A Community Devoted to the Preservation and Practice of Celestial Navigation and Other Methods of Traditional Wayfinding
From: Frank Reed
Date: 2021 May 27, 15:29 -0700
Yes, there are a couple of navigationally significant aspects to your photo. But before I go further, nice photo! It's challenging to shoot a good-looking lunar eclipse photo.
As Bob has already noted, the orientation of the Moon reminds us that you're deep in the southern hemisphere. The orientation of the image frame, however, is unknown. If you aligned your camera (phone?) with the horizon and then elevated it keeping it parallel to the horizon, then the tilt of the Moon could reveal a lot about your latitude, but it's likely in this case that lined up the shot with the orientation of the Earth's shadow. Still, even if we didn't already know where you live, this photo would tell us with good odds that you're south of the equator.
Much more significant, the photo gives the "Holy Grail" of navigation from three centuries ago -- it reveals the absolute time! A lunar eclipse is an astronomical chronometer. It lets us read, in an approximate fashion, the lunar distance from the anti-Sun point which is at the center of the Earth's shadow. From your photo I estimate the time is about 10:06 UT/GMT (I hope I have that right... I looked at your photo and compared it with predictions yesterday and I'm recalling the time that matched from memory). That time is probably accurate to the nearest minute or three. When did you actually shoot this?
With that absolute time, we could get your longitude, but that would require another photo or a simultaneous sextant observation. We need your local apparent time. The difference between absolute time and local time converted to degrees at the usual rate of 15° per hour would then yield your longitude. And if the absolute time from the lunar eclipse is wrong by a minute of time, then the longitude would be wrong by 15 minutes (15 angular minutes of longitude) and in your latitude this would amount to an east-west error of about 12 nautical miles (that's 15'·cos(41°)), and you can see that far from the mast of a medium-sized vessel. So not bad at all!

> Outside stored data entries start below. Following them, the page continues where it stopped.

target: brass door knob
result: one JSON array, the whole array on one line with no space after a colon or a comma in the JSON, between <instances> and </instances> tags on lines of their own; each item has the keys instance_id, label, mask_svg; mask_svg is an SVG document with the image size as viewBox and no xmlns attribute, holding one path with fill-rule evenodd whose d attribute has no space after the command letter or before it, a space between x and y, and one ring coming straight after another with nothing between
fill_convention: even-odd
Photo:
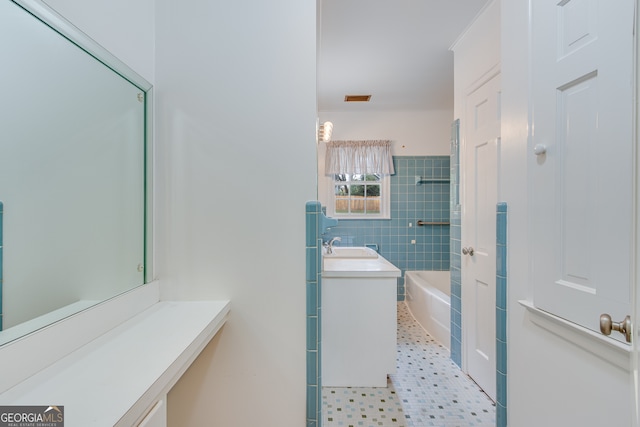
<instances>
[{"instance_id":1,"label":"brass door knob","mask_svg":"<svg viewBox=\"0 0 640 427\"><path fill-rule=\"evenodd\" d=\"M631 329L631 316L625 317L622 322L613 322L608 314L600 315L600 332L605 335L611 335L611 331L618 331L624 334L627 342L631 342Z\"/></svg>"}]
</instances>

Do I understand correctly from your follow-up post that this is your first lunar eclipse? Yes, they are always over-hyped in the internet era, and yes, they are as reliable as "clockwork" :). The "red moon" or "blood red moon" phenomena are exaggerated for "clicks" in the endless stream of hyping on top of hyping that we suffer from today, but under good conditions deep lunar eclipses (which this one was not) do display a nice red tinge. Beware any hype of penumbral lunar eclipses. These are essentially non-events visually. Partial and total lunar eclipses in which part or all of the lunar disk have entered the Earth's full shadow or umbra are worth your time.